Errada, porque o COSO não exige que as avaliações independentes sejam elaboradas segundo critérios de órgãos normatizadores reconhecidos; isso não é a característica central do monitoramento.
- B)visar à identificação dos riscos relacionados à realização dos objetivos da entidade.
Errada, porque identificar riscos é tarefa ligada à componente de avaliação de riscos, não ao foco das avaliações independentes no monitoramento.
- C)se inserir nos processos corporativos dos diferentes níveis da entidade e proporcionar informações oportunas.
Errada, porque essa descrição combina mais com informação e comunicação ou com controle em nível operacional, e não com avaliações independentes do monitoramento.
- D)ser conduzidas periodicamente, com escopo e frequências diferentes, de acordo com a avaliação de riscos.

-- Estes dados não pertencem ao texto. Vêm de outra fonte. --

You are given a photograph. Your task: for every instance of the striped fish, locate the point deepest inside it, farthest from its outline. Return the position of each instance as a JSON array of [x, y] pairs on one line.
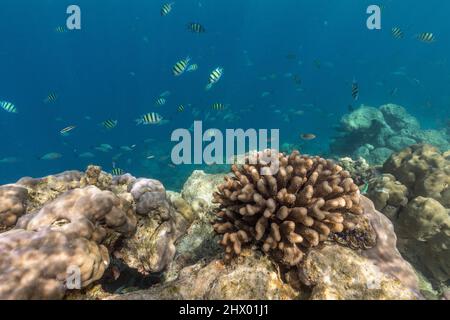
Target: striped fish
[[397, 33], [355, 90], [8, 107], [65, 131], [427, 37], [150, 118], [60, 29], [166, 9], [196, 27], [218, 106], [181, 66], [214, 77], [117, 172], [192, 68], [52, 97], [160, 102], [109, 124]]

Certa, porque o COSO 2013 prevê avaliações independentes periódicas, com escopo e frequência definidos conforme a avaliação de riscos.
Gabarito: D
No COSO 2013, o controle interno não é coisa de prateleira: ele precisa ser acompanhado continuamente e também testado por avaliações separadas. Dentro do componente de monitoramento, existem justamente as avaliações independentes, que funcionam como uma checagem “de fora do fluxo normal” para ver se os controles continuam fazendo sentido e funcionando bem. Essas avaliações não acontecem de qualquer jeito. O COSO orienta que elas sejam realizadas periodicamente, com escopo e frequência variáveis conforme o nível de risco. Em outras palavras: áreas mais críticas pedem maior atenção, mais testes e revisões mais frequentes. Onde o risco é menor, o monitoramento pode ser mais espaçado. Por isso o gabarito é a letra D. Ela traduz a lógica do COSO: avaliação independente, periódica e orientada por risco. É exatamente o tipo de formulação que a CESPE gosta de cobrar, trocando uma palavra aqui e outra ali para ver se você percebe o conceito central. Fique com a ideia-chave: monitoramento contínuo é rotina; avaliação independente é revisão separada, feita em intervalos adequados ao risco. Se você guardar isso, a questão deixa de ser pegadinha e vira ponto garantido.